A. Lee Martinez is hit and miss for me; two of his books are ridiculously fun (Gil’s All Fright Diner, Emperor Mollusk), a couple absolutely aren’t, and a few are enjoyable but one-time reads. This, while decently done, I suppose, didn’t work for me. It should have, as a road trip centered around Heroic Quest, and containing Martinez’ oddball humor, but there was a strong New-Young Adult theme that just didn’t work for me.

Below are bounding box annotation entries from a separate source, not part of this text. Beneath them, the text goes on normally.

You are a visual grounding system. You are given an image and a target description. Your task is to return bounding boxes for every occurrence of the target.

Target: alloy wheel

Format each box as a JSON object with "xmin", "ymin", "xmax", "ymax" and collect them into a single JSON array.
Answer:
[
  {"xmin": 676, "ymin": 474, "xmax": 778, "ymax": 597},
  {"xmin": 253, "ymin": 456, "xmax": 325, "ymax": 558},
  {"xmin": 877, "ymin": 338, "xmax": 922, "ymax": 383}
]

Helen is an Enchanted American, and one of the only fully-minotaur females in decades, so she tends to stand out in a crowd. It’s the summer after high school and she’s working at a burger joint. One night her boss asks her to stay late. As she’s foiling his nefarious plans, her perfect co-worker, Troy, accidentally interrupts, and they are both forced into a quest. A government agent shows up to help them along and they head off. Meanwhile, an orc motorcycle gang (only on weekends) is tasked by their god to kill the questers. Given that their lead, Nigel, is normally an accountant, he’s fairly uncomfortable with this task.

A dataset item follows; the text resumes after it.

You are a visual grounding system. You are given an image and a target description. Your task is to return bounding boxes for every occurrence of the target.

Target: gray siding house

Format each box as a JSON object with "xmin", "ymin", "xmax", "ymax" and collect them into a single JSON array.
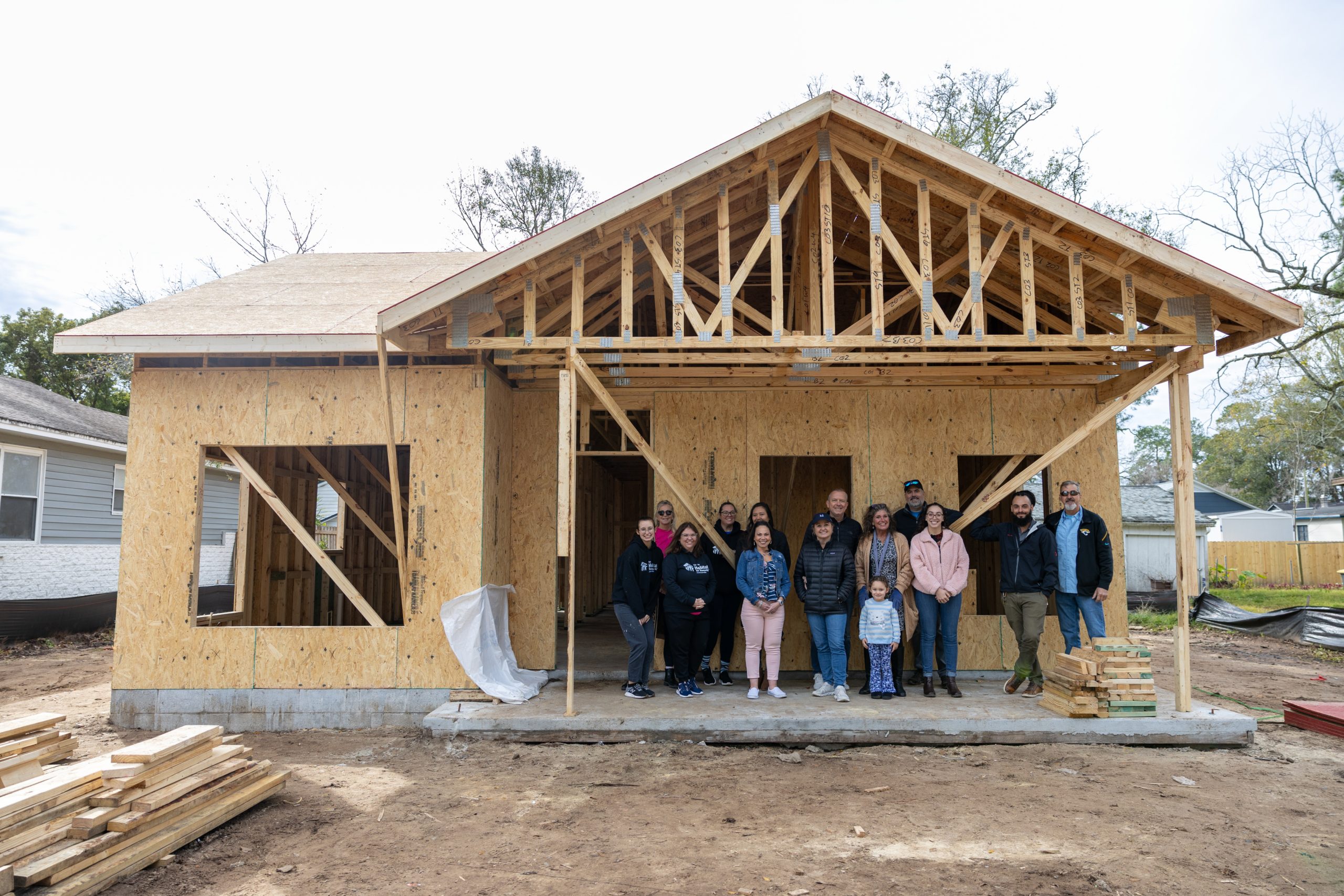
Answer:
[{"xmin": 0, "ymin": 376, "xmax": 239, "ymax": 600}]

So that’s the premise, which could have been engaging enough, but it didn’t gel as well as it could have. Questing follows the traditional oracle-obstacle format, but frankly, there’s far too much romantic angst and not enough questing. Probably, the angst isn’t particularly well done. To me, it seemed fairly single note: Helen knows she’s a minotaur, which is a freak among freaks, and Troy is perfect, so it’s not going to work. She’s very self-conscious of her shedding, strength, and increasing irritability. Troy is aware everyone thinks he’s perfect, although he’s pretty sure they don’t realize how much he works at it, and he’s insecure about Helen. I believe that’s the gist of it, which might have been mildly interesting at first, but ended up being annoying by the end. Since I’m definitely not a new/young adult reader, I can’t really comment on how it stacks up for the genre, but it definitely didn’t transcend it.

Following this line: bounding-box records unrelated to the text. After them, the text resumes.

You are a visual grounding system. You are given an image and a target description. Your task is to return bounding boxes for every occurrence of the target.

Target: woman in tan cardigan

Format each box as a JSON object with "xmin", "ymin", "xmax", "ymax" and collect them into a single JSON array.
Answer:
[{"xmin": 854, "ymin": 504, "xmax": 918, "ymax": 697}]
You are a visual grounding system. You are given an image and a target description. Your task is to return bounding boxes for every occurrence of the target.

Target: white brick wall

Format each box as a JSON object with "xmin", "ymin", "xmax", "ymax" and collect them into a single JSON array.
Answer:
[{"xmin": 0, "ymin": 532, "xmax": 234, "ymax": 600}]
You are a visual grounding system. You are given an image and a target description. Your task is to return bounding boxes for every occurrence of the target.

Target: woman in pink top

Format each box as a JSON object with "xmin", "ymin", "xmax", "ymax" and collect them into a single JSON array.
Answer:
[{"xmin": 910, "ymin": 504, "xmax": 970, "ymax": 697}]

The first chapter or two were fun, particularly the Hamburger God, and I wondered if it would be a grown-up (sort of) Percy Jackson. Unfortunately, it lost velocity and I never really got sucked into the story. I finally made myself finish it, just so I could move on to other books without lingering guilt. The tone didn’t sustain ‘fun’ for me; at times it seemed kind of sad, particularly the orcs, and others it felt forced. There’s a lot of genre mash-up here as well, so perhaps the kitchen-sink approach didn’t quite work either. (spoilerish: minotaurs, government agents, folklore witches, elves, orcs, elemental spirits, dragons). Ultimately, not my thing, and I’d recommend a number of his other books before this one.